Guerras Celtiberas (155-133 a.C.)
Nestas guerras, os Celtiberos e Vacceos foram submetidos após forte resistência, exemplificada pelo cerco de 20 anos à cidade de Numância. A derrota resultou na submissão de um povo hostil. A população celta e vaccea passou a ser enquadrada na categoria de indivíduos responsáveis pelo pagamento de impostos sobre a exploração da terra, que antes lhes pertencia e agora era propriedade do Estado romano. Com o controle sobre estas regiões do Planalto, abriu-se o caminho para a conquista através do vale do rio Douro.
Guerras Lusitanas (155-136 a.C.)
Estes conflitos, contemporâneos às Guerras Celtiberas, caracterizaram-se pela forte resistência do povo lusitano. O melhor exemplo é o líder Viriato e a guerra de guerrilha que ele liderou, bem como a forte repressão imposta por Roma (liderada por Galba). Após o fim da resistência, a área foi conquistada, restando apenas o Noroeste Peninsular. Para eliminar a resistência e as tensões sociais, Roma procedeu a uma "rápida" romanização do território através da criação de cidades e da atribuição e distribuição de terras entre os soldados romanos.
A Conquista das Ilhas Baleares (123 a.C.)

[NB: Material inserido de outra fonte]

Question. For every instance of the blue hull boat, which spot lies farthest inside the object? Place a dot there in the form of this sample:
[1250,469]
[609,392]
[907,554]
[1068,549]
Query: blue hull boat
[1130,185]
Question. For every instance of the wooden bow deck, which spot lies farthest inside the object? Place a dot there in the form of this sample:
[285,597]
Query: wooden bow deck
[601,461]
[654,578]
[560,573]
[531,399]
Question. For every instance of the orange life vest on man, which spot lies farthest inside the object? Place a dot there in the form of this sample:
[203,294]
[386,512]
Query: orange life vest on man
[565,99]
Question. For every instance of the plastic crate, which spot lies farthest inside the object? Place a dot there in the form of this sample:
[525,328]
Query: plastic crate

As Ilhas Baleares tinham-se tornado um refúgio para piratas que impediam o comércio no Mediterrâneo Ocidental. Caecilius Metellus conseguiu subjugar a população indígena e instalou ex-soldados, distribuindo terras aos veteranos das guerras na Península Ibérica.
As Guerras Civis e a Crise Final da República
Durante as guerras civis em Roma, a Hispânia ganhou destaque, demonstrando o interesse estratégico no território. Nos conflitos entre partidos políticos (Optimates e Populares) e, posteriormente, entre César e Pompeu, a Hispânia tornou-se palco de batalhas cruciais. César conseguiu o controle do território, fundou colônias de cidadãos romanos e concedeu o estatuto de cidade romana a povoados já estabelecidos. O interesse na Hispânia residia no seu potencial económico, na sua posição geográfica e no elevado grau de romanização já alcançado no sul e leste.
Guerras Cantábricas (29-19 a.C.)
O canto noroeste da província Citerior, a norte do Douro, permanecia fora do sistema romano, sujeito apenas a atividades específicas relacionadas com a busca de pilhagem ou o recrutamento de mercenários. A submissão destes povos foi realizada através de várias operações militares entre 29 e 19 a.C., lideradas por Augusto Otaviano. Com esta integração, a dominação da península foi completada, garantindo enormes benefícios económicos provenientes da sua riqueza mineral.